Spoedoperaties worden beter planbaar

Vanaf nu zijn er duidelijke spelregels voor welke spoedpatiënt prioriteit krijgt in de OK. Een indeling daarvoor staat in de richtlijn ‘Beleid rondom spoedoperaties’ die deze maand verschijnt. Chirurg Pieter Lubbert: “We geven duidelijk de grenzen aan van wachttijden voor acute operaties. Daardoor kunnen we beter onderbouwde beslissingen nemen en de spoedzorg efficiënter organiseren. Spoedzorg wordt daardoor minder een punt van discussie. En daar heeft iedereen baat bij.”

Meer duidelijkheid

Er zijn altijd wel meerdere patiënten die spoed hebben, maar de capaciteit op de OK is beperkt. Dat levert veel discussie op: wie mag eerst en hoe lang kan een patiënt maximaal wachten? Hierover bestonden tot nu te veel verschillende en ook te vrijblijvende afspraken. Ook voor de patiënt is de huidige gang van zaken niet prettig, omdat het vaak onduidelijk is hoe lang hij of zij moet wachten voordat de operatie kan plaatsvinden.

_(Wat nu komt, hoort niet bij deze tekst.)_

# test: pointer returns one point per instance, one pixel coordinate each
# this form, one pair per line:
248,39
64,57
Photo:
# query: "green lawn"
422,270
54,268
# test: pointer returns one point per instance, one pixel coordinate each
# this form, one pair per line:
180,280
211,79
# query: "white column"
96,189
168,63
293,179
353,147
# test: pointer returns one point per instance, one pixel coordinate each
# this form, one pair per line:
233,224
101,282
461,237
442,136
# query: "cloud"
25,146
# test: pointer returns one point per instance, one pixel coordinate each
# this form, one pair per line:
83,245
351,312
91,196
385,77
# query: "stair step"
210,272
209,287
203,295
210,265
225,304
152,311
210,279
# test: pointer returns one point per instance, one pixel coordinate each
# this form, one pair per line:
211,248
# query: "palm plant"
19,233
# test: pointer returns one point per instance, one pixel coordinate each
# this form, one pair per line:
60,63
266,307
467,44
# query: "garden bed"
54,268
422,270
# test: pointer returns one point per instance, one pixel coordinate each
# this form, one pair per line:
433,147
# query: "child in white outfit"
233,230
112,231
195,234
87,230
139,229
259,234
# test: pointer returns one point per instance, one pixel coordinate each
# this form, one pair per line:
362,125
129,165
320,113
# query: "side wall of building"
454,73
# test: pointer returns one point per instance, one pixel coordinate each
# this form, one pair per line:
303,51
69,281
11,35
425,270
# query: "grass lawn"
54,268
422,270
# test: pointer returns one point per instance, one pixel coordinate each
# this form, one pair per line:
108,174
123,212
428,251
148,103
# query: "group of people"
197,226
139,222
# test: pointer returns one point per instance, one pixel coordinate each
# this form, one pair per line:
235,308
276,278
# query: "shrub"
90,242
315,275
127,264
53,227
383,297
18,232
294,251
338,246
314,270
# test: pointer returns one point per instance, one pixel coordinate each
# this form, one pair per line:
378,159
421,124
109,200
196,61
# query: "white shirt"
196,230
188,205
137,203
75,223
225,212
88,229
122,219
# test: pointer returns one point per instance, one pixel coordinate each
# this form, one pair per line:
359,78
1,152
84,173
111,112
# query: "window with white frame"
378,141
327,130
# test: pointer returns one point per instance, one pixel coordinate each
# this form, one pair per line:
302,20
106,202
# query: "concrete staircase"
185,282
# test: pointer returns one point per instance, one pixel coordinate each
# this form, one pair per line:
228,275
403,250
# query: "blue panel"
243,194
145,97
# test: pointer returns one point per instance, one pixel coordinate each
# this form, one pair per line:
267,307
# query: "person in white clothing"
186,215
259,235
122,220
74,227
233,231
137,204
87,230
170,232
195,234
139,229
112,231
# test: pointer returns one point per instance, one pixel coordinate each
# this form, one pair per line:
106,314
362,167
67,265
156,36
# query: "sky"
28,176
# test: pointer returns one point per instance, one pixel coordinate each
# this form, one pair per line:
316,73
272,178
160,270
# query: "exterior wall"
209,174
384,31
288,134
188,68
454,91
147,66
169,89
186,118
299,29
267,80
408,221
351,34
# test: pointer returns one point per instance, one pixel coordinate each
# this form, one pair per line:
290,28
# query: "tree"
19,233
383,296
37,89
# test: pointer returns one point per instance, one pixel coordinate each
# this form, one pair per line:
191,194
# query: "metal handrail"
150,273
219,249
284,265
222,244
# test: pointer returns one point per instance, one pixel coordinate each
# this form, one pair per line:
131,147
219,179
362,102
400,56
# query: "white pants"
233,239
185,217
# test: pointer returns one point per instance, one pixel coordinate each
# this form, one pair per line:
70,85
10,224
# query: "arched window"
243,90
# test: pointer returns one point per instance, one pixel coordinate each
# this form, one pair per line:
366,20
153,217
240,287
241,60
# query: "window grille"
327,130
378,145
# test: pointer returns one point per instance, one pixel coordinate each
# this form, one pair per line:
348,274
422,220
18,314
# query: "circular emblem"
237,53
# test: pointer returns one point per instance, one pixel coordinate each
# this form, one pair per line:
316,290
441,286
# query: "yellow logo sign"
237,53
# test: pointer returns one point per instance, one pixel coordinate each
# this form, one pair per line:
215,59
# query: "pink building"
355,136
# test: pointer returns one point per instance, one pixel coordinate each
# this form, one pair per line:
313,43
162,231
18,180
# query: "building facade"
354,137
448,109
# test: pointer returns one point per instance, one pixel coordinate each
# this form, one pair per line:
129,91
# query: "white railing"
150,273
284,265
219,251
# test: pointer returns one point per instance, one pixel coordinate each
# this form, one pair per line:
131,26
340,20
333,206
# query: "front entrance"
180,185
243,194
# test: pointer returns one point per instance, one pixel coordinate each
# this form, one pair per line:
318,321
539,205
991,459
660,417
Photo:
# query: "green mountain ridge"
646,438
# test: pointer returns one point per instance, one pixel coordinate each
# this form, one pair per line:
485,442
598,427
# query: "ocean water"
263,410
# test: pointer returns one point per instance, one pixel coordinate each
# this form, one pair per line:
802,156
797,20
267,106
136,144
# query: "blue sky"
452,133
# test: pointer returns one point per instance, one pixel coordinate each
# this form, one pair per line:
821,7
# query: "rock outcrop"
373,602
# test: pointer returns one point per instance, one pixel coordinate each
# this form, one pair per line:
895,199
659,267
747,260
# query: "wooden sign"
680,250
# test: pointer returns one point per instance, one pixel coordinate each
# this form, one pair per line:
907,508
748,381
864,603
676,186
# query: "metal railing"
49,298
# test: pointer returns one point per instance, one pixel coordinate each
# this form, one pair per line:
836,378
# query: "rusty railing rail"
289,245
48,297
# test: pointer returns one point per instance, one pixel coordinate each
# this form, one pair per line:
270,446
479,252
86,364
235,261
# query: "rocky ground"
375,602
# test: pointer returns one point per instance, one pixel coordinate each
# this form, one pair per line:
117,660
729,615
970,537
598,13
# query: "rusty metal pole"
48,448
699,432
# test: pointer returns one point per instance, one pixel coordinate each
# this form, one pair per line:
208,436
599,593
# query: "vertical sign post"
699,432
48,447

Pieter Lubbert was namens de Nederlandse Vereniging voor Heelkunde als werkgroepvoorzitter betrokken bij de ontwikkeling van de richtlijn. “Dit is echt een knelpunt waar veel medisch specialisten last van hebben in hun dagelijks werk. We wilden de zorg bij spoedoperaties verbeteren. En meer duidelijkheid scheppen voor iedereen die betrokken is bij spoedzorg. Die duidelijkheid is er met deze nieuwe richtlijn.”

Vier categorieën

Met de ervaringen uit de ziekenhuizen en de beschikbare wetenschappelijke inzichten zijn veelvoorkomende spoedingrepen ingedeeld in vier urgentiecategorieën. Lubbert: “In de richtlijn staan bijvoorbeeld normen met betrekking tot maximale wachttijd. Maar we hebben ook aandacht besteed aan de organisatorische gevolgen voor de dienstteams en ziekenhuizen als ze werken volgens deze indeling. Wat betekent dat voor de planning en de benodigde capaciteit die je op bepaalde momenten in huis moet hebben?”

Samenwerking

Deze multidisciplinaire richtlijn is gemaakt op initiatief van de Nederlandse Vereniging voor Heelkunde, in samenwerking met acht wetenschappelijke verenigingen, patiëntenverenigingen en een ethicus, met ondersteuning van het Kennisinstituut van de Federatie.